NEPAL-INDIA TRADE IMBALANCE On Automatic Gear

NEPAL-INDIA TRADE IMBALANCE On Automatic Gear

Oct. 28, 2016, 5:45 p.m. Published in Magazine Issue: Vol 10, No.6, October 28( Kartik 12,2073)

Nepal’s import from India has increased dramatically, reaching 5.4 times more since 2009, when the two countries signed the present trade treaty. The recent agreement reached between the two countries to renew the treaty without taking any initiative to reduce the trade imbalance is likely to cause a major setback for Nepal.

Despite shortcomings in the seven-year treaty, it is automatically renewed on October 27, without any amendment. The Nepalese side had proposed some amendments but the two sides later agreed to renew it as it is.

According to the Trade Promotion Center, Nepal's import from India has skyrocketed by 12 times in the last seven years compared to its exports. Nepal imported goods worth Rs 214 billion from India in 2009/10, while its export to the southern neighbor was Rs 39 billion. Now, import from India has surged to 477 billion rupees while import has remained stagnant at 39 billion rupees in 2015/16.

With these data there, Nepal has communicated with India for the renewal of the treaty without any change. With India in no mood to change the treaty, Nepal has no option other than to budge. As Nepal-India relations are yet to improve fully following the last year's dispute, the environment is not conducive for amendment.

Although the treaty has so many good provisions to reduce the trade imbalance, Nepal’s failure to take concrete steps to identify the products with comparative advantages did not materialize the provision in Nepal’s favor.

Following the signing of the trade treaty in 1996, which was regarded as the best treaty in Nepal’s favor, Nepal’s exports to India had drastically increased. However, Nepal’s business community misused the provisions of that treaty and India proposed several amendments.

With many restrictions, Nepal-India signed another Trade Treaty in 2002 which imposed so many restrictions on Nepalese products. Nepal and India then signed another treaty in 2009. However, this treaty, which has a provision for automatic renewal, failed to accelerate Nepal’s export to India and narrow down the trade deficit.

 “We are in the process of renewing the treaty and our ministry has already sent a proposal to India,” said Rabi Shankar Sainju, joint secretary at the Ministry of Commerce.

According to the provision in the treaty, either party of the treaty has to send proposals three months prior to the expiry date.
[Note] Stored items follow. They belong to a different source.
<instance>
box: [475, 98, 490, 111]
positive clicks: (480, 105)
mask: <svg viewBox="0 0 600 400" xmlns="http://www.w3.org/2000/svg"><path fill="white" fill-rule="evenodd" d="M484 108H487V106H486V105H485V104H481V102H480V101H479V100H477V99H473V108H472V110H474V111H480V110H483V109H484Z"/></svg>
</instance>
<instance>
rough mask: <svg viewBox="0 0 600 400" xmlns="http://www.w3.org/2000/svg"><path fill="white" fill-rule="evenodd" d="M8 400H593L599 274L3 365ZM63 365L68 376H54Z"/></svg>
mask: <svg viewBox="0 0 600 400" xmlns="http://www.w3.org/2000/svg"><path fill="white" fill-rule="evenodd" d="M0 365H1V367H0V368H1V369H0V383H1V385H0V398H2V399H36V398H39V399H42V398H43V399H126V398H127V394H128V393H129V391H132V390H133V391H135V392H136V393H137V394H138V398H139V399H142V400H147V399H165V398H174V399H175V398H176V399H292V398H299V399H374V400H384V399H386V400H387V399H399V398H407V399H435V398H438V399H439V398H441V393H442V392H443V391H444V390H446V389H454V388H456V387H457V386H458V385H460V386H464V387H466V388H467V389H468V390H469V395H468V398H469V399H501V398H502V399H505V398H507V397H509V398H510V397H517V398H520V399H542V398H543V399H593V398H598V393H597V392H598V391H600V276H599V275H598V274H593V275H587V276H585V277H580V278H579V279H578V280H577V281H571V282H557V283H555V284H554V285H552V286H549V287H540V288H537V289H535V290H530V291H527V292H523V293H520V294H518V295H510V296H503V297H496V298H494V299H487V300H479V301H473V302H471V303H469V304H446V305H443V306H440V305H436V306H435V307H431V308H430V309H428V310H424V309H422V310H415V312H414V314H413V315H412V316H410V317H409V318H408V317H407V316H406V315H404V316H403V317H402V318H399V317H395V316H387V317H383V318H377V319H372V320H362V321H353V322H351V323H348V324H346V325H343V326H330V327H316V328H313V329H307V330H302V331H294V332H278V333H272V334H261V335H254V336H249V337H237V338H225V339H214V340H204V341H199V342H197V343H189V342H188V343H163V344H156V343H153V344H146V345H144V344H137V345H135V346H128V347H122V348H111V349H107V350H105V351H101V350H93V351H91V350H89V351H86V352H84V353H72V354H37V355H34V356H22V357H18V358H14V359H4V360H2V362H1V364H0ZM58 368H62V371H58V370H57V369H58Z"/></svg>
As none of them has sent amendment proposals, it will renew automatically.

“Of course, there is the need to narrow down the trade deficit but the priority at the moment is to renew the treaty before it expires on October 27," said Sainju. “We will table those agendas in the Intergovernmental Committee in the days to come.”

Co-chaired by commerce secretaries of both the countries, the IGC meeting is expected to be held in Kathmandu later this year.

Private sector organizations expressed dissatisfaction over the decision. Led by Federation of Nepalese Chambers of Commerce and Industry (FNCCI), industrialists have submitted their agendas at the Ministry of Commerce for amendment to the treaty.

“Had Nepal government accepted our proposal for amendment, it would have led to a much better situation,” said FNCCI President Pashupati Murarka. "What we want is the permission to import third country goods from India and railway cargo containers through all customs points in addition to the Raxaul and Inland Container Depot. Along with saving billions of rupees in trading costs, this will also decrease the cost of raw materials thereby increasing competitiveness of Nepali products.”

Although India has agreed that its central government and state governments would not impose excise tax or any other taxes on Nepali goods, Nepalese products have been facing a lot of barriers and restrictions.

Nepalese exporters have been facing recurring trade barriers including quarantine, and quality certifications. The barriers in export of agricultural goods have not been removed yet. By refusing Nepal’s quality certification, Nepalese traders are compelled to go to Kolkata for such tests.

Activating the provisions of the treaty, India is barring the Nepalese products whenever they feel uncomfortable. Just last month, India briefly barred import of Nepali ginger citing pesticide residue in the Nepali cash crop.

At a time when the relations of both the countries are recovering slowly following last year's crisis, the automatic renewal of the treaty in itself is taken as a success for Nepal.